Investigations of police who arrested Marko Djurich crash MPB deputy ministers

On March 26th, the chief of the Office for Kosovo in Serbia's Government, Marko Djuric, had entered Kosovo without permission, what the country's institutions immediately reacted to by arresting him. Dozens of Kosovo Police took part in the action, but it was the Special Intervention Unit that seized Djuric during the rally he was holding with [...]
On March 26th, the chief of the Office for Kosovo in Serbia's Government, Marko Djuric, had entered Kosovo without permission, what the country's institutions immediately reacted to by arresting him.
Dozens of Kosovo Police members participated in the action, but it was the Special Intervention Unit that seized Djuric during the rally he was holding with northern Serbs, writes Indexline.
The conduct of Kosovo police officers had complained of Deputy Interior Minister Milan Radojevic, under whom officials used force during the arrest.
Following Radojevic's complaint, Kosovo Police Inspectorate, the Department of Investigations has, respectively, started collecting information today about allegations of eventual violations by police officials.

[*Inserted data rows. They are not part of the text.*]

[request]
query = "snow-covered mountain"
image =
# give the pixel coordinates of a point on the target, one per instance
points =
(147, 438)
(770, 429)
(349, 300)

“About the case of the arrest of Marko Djuric, the IPK has, respectively, begun with the collection and gathering of information about allegations of eventual violations by Kosovo Police officials. Regarding this police operation, The IPK has received a complaint from deputy. Minister of Internal Affairs. Milan Radojevic, about some suspicions of overuse of force by police officials”, says the IPK communiqué.
Thoughts unlike Radojevic has another deputy minister of Internal Affairs, Izmi Zeka. He, in a pronouncement for Indexline, has said Kosovo Police that day have conducted a professional and reform action on Kosovo laws.
Kosovo's “Police in the Djuriqi case have done the work professionally, and not only do we say it as the Minister of Internal Affairs, but NATO and international mechanisms have proved it. After the Serbian community's deputy minister's complaint, the police inspectorate is in some form obliged not only to deputy minister, but also when any citizen complains, to lead as a procedure and complete it (the investigation)”, Zeka has said.
That assessment for the police, Zeka said, is not individual, but that is how the entire Ministry of Internal Affairs of Kosovo thinks.
“I don't want to interfere in the matter of the Inspectorate, because it's a body that has an independence, but we still believe the police have been correct and carried out a action that has been the decision of Kosovo Police and Institutes Director Marko Djuric to return from where he came from because he entered the Republic of Kosovo with no permission, Zeka stressed.